When multiple metrics are configured, the HPA computes the desired replica count for each metric independently and takes the maximum. This ensures the workload has enough capacity for the most demanding metric.


The demo’s app sets CPU requests:

apiVersion: apps/v1
kind: Deployment
metadata:
name: cpu-burner
namespace: hpa-demo
spec:
replicas: 1
template:
spec:
containers:
- name: app
image: registry.k8s.io/hpa-example
resources:
requests:
cpu: 200m
memory: 64Mi
limits:
cpu: 500m
memory: 128Mi

The HPA calculates CPU utilization as a percentage of the pod’s requests, not its limits. If a pod requests 200m CPU and currently uses 100m, utilization is 50%.

Without CPU requests, the HPA cannot compute utilization. The TARGETS column shows <unknown> and no scaling happens. This is a common source of confusion. You set up the HPA, generate load, and nothing happens because the Deployment has no resource requests.


The metrics server is the default metrics source for the HPA. It collects CPU and memory usage from the kubelet on every node. The kubelet gets these numbers from cAdvisor, which reads cgroup stats from the container runtime.

The flow:

Container Runtime --> cAdvisor --> Kubelet --> Metrics Server --> HPA Controller

The metrics server exposes the metrics.k8s.io API. The HPA controller queries this API to get per-pod CPU and memory usage.

In minikube, you enable it with:

Terminal window
minikube addons enable metrics-server

Metrics are not instantaneous. cAdvisor samples every 10-15 seconds. The kubelet exposes metrics every 15 seconds. The metrics server scrapes kubelets every 60 seconds. The HPA controller checks every 15 seconds.

End-to-end, there can be 30-90 seconds of lag between a load spike and a scaling action.
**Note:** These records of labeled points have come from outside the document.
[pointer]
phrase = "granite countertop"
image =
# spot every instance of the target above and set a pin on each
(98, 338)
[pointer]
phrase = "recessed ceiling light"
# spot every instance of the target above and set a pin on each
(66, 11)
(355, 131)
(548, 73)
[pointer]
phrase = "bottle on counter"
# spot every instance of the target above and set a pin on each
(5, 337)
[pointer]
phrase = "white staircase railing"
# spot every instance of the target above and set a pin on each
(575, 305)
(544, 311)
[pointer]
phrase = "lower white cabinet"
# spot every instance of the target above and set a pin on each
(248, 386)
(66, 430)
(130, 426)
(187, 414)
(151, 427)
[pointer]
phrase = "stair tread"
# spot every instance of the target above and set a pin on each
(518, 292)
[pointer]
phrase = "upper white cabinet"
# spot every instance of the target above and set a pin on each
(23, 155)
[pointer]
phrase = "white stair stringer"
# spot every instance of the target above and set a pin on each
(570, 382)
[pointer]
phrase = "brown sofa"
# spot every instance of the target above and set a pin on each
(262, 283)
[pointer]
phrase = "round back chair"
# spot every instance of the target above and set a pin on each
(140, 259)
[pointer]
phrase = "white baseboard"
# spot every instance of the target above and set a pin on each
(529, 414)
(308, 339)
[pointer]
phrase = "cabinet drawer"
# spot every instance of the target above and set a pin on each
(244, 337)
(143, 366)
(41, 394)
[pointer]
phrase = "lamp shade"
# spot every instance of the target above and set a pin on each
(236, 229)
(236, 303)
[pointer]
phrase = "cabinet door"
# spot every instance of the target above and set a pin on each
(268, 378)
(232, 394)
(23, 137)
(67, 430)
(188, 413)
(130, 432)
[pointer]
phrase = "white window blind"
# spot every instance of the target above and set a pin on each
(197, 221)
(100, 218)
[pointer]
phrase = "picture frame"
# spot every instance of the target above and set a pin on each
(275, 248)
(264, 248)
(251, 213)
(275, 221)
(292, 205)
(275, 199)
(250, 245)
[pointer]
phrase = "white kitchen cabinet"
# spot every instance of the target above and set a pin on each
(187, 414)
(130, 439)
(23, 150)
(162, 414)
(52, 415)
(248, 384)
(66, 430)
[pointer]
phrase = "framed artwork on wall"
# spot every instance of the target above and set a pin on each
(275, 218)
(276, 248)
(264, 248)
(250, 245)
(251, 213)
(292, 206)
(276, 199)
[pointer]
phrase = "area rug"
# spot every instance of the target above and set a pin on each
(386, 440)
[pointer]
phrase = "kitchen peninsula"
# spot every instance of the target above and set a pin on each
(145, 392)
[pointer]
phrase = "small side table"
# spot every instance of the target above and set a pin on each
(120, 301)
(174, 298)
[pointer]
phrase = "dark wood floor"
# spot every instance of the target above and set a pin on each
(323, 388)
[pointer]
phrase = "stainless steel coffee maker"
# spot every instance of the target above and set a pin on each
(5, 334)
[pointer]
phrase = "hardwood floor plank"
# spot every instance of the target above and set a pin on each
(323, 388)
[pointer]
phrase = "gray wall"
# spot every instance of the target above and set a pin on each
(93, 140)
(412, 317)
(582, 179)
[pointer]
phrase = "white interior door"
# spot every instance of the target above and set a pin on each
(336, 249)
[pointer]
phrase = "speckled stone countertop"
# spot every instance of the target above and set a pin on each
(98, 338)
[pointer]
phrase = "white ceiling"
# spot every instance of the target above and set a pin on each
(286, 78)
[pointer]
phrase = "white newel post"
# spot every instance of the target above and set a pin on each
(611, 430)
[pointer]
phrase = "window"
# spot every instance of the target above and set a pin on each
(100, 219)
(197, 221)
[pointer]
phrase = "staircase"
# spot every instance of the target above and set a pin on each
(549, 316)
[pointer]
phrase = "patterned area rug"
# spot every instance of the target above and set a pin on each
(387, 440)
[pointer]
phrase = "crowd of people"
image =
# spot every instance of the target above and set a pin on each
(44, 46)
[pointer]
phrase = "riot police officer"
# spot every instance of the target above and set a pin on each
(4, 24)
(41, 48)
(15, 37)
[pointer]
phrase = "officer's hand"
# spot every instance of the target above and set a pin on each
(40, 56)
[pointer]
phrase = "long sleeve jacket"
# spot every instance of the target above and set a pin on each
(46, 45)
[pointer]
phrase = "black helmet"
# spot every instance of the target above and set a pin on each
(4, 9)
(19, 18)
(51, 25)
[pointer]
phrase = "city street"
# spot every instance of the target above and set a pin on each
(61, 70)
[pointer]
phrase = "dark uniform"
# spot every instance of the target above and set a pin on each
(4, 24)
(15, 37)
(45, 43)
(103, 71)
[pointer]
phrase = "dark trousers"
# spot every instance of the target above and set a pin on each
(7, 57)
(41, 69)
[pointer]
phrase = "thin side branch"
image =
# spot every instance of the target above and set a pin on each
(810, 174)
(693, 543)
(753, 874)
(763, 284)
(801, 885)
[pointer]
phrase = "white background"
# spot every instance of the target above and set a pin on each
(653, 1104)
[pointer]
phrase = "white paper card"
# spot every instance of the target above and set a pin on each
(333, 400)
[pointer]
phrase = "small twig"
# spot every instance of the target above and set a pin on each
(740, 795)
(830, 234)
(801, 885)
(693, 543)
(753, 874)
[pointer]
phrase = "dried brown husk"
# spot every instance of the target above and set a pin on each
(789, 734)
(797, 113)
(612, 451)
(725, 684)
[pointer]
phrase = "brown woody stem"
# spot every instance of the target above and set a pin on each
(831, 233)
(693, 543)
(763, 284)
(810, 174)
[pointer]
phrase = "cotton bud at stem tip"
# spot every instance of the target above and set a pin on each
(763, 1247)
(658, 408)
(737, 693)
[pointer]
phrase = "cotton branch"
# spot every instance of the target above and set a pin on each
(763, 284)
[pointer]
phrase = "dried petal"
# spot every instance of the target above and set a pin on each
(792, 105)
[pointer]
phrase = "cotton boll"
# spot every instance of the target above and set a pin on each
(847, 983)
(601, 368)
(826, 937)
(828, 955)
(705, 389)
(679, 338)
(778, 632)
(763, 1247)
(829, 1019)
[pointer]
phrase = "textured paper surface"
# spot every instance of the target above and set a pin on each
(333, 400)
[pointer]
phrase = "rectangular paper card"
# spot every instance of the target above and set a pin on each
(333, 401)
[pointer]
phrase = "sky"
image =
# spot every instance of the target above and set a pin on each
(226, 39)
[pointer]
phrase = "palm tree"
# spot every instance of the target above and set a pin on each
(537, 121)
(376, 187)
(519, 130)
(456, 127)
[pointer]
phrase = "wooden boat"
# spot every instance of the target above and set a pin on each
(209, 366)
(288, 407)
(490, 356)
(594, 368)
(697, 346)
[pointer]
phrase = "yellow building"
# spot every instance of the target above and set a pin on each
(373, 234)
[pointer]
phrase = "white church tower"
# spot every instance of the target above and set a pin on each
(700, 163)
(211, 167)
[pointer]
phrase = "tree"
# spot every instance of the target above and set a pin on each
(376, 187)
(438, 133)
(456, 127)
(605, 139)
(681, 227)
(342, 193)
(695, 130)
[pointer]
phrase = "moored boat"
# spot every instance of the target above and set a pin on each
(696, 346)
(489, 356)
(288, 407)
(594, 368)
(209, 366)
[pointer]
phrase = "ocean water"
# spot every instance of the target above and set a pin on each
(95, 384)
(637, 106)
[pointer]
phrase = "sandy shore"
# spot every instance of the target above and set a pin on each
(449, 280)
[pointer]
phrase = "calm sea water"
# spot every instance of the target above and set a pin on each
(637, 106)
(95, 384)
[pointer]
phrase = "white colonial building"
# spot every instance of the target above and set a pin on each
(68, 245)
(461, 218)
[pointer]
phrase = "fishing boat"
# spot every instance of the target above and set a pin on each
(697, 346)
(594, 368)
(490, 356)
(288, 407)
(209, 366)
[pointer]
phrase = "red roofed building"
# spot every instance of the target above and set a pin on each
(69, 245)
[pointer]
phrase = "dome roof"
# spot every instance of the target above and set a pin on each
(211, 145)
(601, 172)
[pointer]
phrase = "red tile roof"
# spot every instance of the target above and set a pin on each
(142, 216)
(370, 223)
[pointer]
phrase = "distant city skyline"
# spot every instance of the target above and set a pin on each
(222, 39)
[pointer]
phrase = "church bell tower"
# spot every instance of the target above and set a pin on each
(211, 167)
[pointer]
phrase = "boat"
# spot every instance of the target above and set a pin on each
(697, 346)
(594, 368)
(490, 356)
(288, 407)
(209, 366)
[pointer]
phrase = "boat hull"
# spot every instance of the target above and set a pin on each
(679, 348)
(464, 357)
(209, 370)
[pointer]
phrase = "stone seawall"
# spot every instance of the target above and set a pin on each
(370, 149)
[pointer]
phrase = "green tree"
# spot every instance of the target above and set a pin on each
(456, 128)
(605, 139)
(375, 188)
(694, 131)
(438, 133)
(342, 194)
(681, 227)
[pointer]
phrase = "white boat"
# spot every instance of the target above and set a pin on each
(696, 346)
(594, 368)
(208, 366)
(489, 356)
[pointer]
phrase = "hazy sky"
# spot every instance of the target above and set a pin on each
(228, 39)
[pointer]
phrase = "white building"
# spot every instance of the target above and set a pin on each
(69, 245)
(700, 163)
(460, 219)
The HPA controller accounts for this by using the most recent metric value available, but it cannot react to spikes faster than the pipeline delivers data.

Beyond CPU and memory, the HPA can scale on custom application metrics. This requires a custom metrics adapter (like Prometheus Adapter or KEDA).

metrics:
- type: Pods
pods:
metric:
name: http_requests_per_second
target:
type: AverageValue
averageValue: 100

This scales based on the average HTTP requests per second across all pods. If the average exceeds 100, the HPA scales up.

External metrics come from outside the cluster, like a cloud queue length:

metrics:
- type: External
external:
metric:
name: sqs_queue_length
selector:
matchLabels:
queue: orders
target:
type: Value
value: 50

This scales based on the number of messages in an SQS queue. If the queue grows beyond 50, more pods are added to process messages faster.


CPU and memory. These are the most common.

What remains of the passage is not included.